Advance Care Planning
A voluntary process of discussion and review to help an individual who has capacity anticipate how their condition may affect them in the future. Its main purpose and value lie in the ability to gain acceptance for making in-the-moment decisions which may have to deviate from what was once hoped for.
The main outcomes of this process are:
A verbal or written Advance Statement
A written ADRT
An Advance Statement allows a patient to document if they wish, any preferences they may have about their future care, and the things that may concern or worry them. This document can then be of help in informing decisions that may need to be made at a future time when the patient no longer has capacity to be involved in discussions. An Advance Statement is not legally binding. (The document can be foundhere)
Further information can be found here is this guide calledPlanning for your future care
A formal Advance Decision to Refuse Treatment (ADRT) allows a patient to document which specific treatments they would not wish to receive in the future, again when they have lost capacity for this discussion. (The document can be foundhere)
An ADRT will be legally binding on doctors if it meets the following criteria:
1. A decision is in writing, signed, witnessed and the patient is aged 18 or over;
2. It includes a statement that the Advance Decision is to apply even if the patient’s life was at risk;
3. The Advance Decision has not been withdrawn;
4. The patient has not, since the Advance Decision was made, appointed a Lasting Power of Attorney to make decisions on their behalf;
5. The patient has not done anything clearly inconsistent with its terms;
6. The circumstances that have arisen match those envisaged in the Advance Decision to Refuse Treatment.
A patient with capacity can appoint a Lasting Power of Attorney (LPA) for finance or welfare or both, in order that this person can be involved in discussions about future care.
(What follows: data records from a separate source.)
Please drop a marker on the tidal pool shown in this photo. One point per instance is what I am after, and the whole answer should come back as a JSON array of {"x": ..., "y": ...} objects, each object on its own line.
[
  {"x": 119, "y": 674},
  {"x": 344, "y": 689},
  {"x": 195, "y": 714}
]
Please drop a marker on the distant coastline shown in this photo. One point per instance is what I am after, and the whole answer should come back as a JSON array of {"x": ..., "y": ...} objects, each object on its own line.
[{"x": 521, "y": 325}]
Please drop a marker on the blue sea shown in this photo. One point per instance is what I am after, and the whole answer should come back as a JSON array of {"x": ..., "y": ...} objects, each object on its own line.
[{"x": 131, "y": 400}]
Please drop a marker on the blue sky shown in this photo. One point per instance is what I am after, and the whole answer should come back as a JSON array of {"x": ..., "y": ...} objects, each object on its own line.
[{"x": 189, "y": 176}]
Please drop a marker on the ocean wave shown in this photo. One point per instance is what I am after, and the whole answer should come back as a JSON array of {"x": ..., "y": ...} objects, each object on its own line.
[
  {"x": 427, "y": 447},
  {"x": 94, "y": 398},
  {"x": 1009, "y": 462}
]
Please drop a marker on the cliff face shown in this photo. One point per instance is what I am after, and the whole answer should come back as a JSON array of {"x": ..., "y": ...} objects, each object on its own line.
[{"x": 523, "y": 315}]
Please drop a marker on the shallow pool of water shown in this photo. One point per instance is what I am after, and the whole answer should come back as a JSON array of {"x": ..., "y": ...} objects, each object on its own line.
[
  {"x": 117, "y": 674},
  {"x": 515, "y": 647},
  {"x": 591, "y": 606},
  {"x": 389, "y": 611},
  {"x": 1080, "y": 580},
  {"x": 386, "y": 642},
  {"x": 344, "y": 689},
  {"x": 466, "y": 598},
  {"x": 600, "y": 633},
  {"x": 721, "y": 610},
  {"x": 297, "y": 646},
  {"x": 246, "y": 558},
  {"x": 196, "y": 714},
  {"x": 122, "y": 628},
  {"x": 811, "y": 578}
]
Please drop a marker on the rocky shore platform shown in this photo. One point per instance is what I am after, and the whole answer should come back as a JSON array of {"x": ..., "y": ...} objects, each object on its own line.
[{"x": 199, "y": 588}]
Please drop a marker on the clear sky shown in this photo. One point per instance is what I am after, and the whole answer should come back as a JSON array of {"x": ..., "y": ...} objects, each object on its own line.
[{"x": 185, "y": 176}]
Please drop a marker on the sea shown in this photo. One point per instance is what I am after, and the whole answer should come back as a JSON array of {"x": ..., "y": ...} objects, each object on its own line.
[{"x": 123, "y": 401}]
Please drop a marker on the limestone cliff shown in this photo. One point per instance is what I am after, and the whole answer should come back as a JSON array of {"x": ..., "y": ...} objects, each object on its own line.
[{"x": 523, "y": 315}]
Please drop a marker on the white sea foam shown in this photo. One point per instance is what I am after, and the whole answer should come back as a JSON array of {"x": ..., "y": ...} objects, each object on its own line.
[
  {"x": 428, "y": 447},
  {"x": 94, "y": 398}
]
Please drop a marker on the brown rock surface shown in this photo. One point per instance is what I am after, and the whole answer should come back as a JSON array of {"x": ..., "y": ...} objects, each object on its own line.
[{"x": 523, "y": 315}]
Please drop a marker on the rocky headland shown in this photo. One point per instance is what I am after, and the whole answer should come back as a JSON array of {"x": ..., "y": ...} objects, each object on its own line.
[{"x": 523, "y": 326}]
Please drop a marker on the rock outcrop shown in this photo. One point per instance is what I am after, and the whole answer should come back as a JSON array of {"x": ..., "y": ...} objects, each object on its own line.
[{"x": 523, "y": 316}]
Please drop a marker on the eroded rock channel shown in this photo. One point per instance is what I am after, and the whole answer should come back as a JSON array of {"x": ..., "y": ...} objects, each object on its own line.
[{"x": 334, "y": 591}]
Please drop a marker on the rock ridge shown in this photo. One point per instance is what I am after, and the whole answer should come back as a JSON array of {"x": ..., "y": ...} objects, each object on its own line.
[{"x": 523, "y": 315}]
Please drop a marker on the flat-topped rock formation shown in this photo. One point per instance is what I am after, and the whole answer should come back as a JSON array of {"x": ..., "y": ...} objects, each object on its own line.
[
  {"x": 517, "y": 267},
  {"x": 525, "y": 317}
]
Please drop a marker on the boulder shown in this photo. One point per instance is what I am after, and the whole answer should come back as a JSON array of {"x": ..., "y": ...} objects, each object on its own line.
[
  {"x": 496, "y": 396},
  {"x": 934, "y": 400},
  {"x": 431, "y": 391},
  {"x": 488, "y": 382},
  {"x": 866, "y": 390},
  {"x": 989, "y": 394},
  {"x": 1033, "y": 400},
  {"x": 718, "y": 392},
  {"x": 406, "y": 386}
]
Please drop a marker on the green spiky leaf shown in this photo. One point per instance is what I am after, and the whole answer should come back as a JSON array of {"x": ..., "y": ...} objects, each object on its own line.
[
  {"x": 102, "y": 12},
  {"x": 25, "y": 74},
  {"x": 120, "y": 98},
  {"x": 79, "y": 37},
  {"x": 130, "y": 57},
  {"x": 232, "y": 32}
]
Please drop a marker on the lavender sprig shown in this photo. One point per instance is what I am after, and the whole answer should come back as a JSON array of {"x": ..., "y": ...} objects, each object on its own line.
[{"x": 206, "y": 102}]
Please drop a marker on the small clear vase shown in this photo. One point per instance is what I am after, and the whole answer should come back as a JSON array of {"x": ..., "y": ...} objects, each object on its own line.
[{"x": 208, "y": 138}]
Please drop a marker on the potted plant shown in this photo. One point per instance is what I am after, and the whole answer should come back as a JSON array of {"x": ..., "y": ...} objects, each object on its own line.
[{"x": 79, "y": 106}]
The role of an LPA is to inform any best interests’ decisions that a clinician makes for a patient who lacks capacity. Clinical responsibility continues to rest with the clinical team, not with the LPA.
Four questions that can be helpful in beginning the process/discussions are:
· Thinking about your condition/health, how are you feeling about what has been happening to you?
· Have you had any thoughts about your care, such as what you would like or not like to happen in the future?
· Have you named anyone else who you would like to become involved if it gets difficult for you to make a decision?
· If you became more ill, what sort of treatment would you like, or importantly, not like?